Another time Brasher showed an apparent disregard for the accuracy of the “facts” he presented to the court was in his amicus brief in Obergefell v. Hodges, arguing that same-sex couples seeking to marry fall outside the protection of the Equal Protection Clause.x In written questions for the record, Sen. Booker asked him for the empirical bases of certain dubious claims he had made to support the assertion that allowing same-sex couples to marry would harm children. Sen. Booker also asked if Brasher had been aware of the numerous studies behind the scientific consensus that there are no significant differences in outcomes for children raised by parents of the same sex versus parents of the opposite sex.

Brasher responded that because the state’s legal argument rested on the application of the “rational basis” standard:

The State’s arguments did not turn on empirical evidence, and no empirical evidence was offered in support.xi

In defending a legal system that caused enormous harm to same-sex couples and to their children, Brasher apparently did not care whether the “facts” he presented to the court were true or not.
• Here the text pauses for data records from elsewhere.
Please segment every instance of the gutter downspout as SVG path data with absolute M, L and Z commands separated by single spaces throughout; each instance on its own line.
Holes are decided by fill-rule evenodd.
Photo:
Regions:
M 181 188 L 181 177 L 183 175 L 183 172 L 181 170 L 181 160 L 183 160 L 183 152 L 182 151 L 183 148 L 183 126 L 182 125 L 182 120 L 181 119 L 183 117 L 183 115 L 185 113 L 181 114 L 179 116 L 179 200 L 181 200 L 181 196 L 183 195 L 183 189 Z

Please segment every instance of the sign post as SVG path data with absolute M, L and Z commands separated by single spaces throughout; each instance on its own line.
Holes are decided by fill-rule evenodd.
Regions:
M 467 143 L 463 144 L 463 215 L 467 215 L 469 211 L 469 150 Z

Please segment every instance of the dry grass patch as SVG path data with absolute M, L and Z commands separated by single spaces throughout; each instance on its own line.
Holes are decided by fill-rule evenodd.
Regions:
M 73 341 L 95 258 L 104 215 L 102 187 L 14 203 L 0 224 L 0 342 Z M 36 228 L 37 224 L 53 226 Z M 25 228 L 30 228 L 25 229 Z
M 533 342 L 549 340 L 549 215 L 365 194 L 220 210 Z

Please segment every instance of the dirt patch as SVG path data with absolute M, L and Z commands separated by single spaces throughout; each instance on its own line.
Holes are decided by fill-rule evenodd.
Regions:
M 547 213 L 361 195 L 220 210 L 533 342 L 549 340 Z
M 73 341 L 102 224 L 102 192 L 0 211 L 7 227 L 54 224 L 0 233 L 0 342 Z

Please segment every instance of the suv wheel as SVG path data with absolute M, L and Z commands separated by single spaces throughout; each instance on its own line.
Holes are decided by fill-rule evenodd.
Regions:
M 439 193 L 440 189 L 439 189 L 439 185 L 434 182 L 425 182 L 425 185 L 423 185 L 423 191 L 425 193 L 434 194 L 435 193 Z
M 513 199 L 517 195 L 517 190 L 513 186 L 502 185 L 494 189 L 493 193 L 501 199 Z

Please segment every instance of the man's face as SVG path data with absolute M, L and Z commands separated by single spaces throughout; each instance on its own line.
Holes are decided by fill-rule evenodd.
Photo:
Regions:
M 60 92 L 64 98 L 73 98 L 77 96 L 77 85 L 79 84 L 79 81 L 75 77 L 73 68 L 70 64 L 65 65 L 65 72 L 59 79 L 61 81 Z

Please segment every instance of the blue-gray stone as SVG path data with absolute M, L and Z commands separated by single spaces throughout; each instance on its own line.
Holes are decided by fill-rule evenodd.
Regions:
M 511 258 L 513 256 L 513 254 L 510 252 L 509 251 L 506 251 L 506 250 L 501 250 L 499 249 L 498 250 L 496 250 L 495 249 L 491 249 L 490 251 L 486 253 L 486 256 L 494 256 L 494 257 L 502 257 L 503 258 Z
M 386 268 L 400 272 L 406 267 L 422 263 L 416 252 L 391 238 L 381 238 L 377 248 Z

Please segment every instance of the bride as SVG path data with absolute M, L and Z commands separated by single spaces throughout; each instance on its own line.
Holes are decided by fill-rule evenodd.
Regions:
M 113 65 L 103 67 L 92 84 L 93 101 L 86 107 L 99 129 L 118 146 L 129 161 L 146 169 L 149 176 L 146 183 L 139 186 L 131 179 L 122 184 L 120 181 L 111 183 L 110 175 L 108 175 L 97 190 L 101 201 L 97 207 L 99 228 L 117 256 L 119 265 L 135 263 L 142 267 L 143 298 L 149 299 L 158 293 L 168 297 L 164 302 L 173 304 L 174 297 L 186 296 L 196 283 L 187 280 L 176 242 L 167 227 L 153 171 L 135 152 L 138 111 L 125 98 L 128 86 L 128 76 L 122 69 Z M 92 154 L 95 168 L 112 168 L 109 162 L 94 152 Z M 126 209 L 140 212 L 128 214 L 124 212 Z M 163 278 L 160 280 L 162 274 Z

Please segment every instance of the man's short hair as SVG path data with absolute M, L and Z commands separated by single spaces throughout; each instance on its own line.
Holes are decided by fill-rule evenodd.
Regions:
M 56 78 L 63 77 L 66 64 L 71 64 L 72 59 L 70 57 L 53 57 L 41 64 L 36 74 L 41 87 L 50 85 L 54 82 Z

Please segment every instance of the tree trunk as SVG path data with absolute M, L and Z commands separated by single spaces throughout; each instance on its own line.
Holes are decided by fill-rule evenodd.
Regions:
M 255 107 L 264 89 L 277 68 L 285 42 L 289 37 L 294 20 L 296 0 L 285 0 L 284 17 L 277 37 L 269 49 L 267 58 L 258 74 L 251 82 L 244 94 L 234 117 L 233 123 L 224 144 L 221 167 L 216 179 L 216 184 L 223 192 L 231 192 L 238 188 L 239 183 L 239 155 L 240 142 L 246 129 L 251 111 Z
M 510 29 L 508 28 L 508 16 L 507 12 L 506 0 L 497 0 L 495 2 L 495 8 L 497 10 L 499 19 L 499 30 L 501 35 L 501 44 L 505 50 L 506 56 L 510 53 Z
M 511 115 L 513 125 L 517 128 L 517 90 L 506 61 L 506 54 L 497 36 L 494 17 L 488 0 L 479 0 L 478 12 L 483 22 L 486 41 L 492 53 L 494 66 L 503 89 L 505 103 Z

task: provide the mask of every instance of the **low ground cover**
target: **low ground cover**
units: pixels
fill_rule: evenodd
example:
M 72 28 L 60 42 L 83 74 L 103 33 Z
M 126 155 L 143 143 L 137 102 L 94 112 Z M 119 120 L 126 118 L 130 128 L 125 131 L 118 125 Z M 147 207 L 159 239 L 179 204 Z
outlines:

Although both the “rational basis” test and zealous representation of a client give lawyers significant latitude in their legal arguments, attorneys should not use them as excuses to wholly untether themselves from facts.

Brasher has refused to provide any hint as to how he would approach legal questions. Senators sought to engage him in a legal discussion of key Supreme Court precedents such as District of Columbia v. Heller, Burwell v. Hobby Lobby, Shelby County v. Holder, and Citizens United v. FEC. But he stated that as a sitting judge and a circuit court nominee, “it is generally not appropriate … to provide personal opinions about particular Supreme Court decisions or dissents from those decisions.”

Yet when asked in his QFRs about Justice Breyer’s dissent in a recent death penalty case called Glossip v. Gross, he stated:

When confronting a constitutional question, a court must “examine[] the Constitution’s text and structure, as well as precedent and history bearing on the question.” Zivotofsky ex rel. Zivotofsky v. Kerry, 135 S. Ct. 2076, 2084 (2015). Respectfully, Justice Breyer’s opinion in Glossip does not meaningfully address the text, structure, history, or the original understanding of any provision of the Constitution. In fact, as noted in Justice Thomas’s separate opinion in Glossip, certain of Justice Breyer’s concerns are inconsistent with express textual commitments in the Constitution.xii

His willingness to engage with senators on this Supreme Court case belies his protestations about it not being appropriate to provide personal opinions about other Supreme Court rulings.

We urge senators to oppose this nomination.